For his last major rally before Sunday's nailbiting first-round vote, the resurgent leftwinger killed seven birds with one stone by transmitting his onstage appearance in Dijon to crowds in Nancy, Grenoble, Montpellier, Clermont-Ferrand, Nantes and Le Port on the Indian Ocean island of Reunion.
 
The Communist-backed firebrand has made a surprise breakthrough in recent weeks, with polls suggesting he has a shot at a place in the May 7 run-off as the race has dramatically tightened.
   
Far-right leader Marine Le Pen and centrist Emmanuel Macron have led for weeks, but polls now show a four-way race with the two frontrunners tied on 22-23 percent, conservative Francois Fillon on around 21 percent, and Melenchon surging as high as 20 percent. 
 
Melenchon and his holograms used Tuesday's rallies to hammer home his programme, which includes huge spending increases and a pledge to renegotiate all European Union treaties, to crowds totalling 35,000 people across France, his team said.
   
"The people's programme is about being able to live off your work with dignity, to be looked after when you're sick, to be able to stop working when it's time," he said.
   
And he took a swing at the super-rich, deadpanning: "Being a billionaire does nothing for personal happiness. It's just an accumulation of worries, which we'd want to take away."
   
Melenchon's programme promises greater job protection and a 100-percent tax on personal earnings over and above €400,000 ($430,000). 
 
He denied that his euroskeptic stance amounted to wanting to leave the bloc, saying: "Don't believe what they tell you."
   
A tech-savvy campaigner with more than a million Twitter followers, Melenchon turned heads in February when he first made simultaneous hologram appearances at campaign rallies, a first for a French presidential campaign.
 
Francois Fillon was in Lille in northern France for his last rally on Tuesday night, though he continues to make headlines for everything besides his policy.
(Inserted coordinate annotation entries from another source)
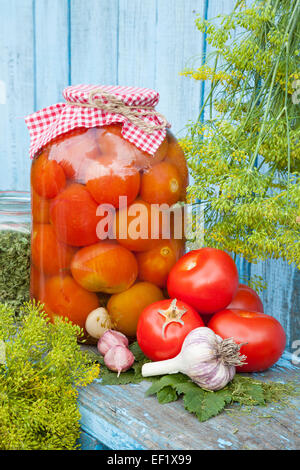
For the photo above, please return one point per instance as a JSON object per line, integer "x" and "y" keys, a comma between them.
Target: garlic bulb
{"x": 118, "y": 359}
{"x": 205, "y": 357}
{"x": 98, "y": 322}
{"x": 110, "y": 339}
It was revealed on Tuesday that he may have been the target of a foiled attack on Friday
 
 
In a statement about the arrests, Fillon praised the security services "which stopped these people suspected of planning an attack linked to the presidential election".
 
At his rally in Lille, which was held under tight security, he told his supporters that "We are going to flip all the scenarios people are coming up with, and I feel we are going to make history."
 
A confident Fillon said he thought Macron was his "likely competitor" in the second round, adding that the 39-year-old centrist was "in pursuit of Hollandism", once again comparing Macron to current president Francois Hollande. 
 
Fillon, a 63-year-old former prime minister, has long been in the news over allegations he gave his wife Penelope a fictional job as his parliamentary assistant for which she earned nearly €680,000 ($725,000) in public money.
   
Having led the polls at the turn of the year, the scandal hit his support hard.
   
But voters now appear to be warming to his message that he is a safe pair of hands in an election of largely untested candidates.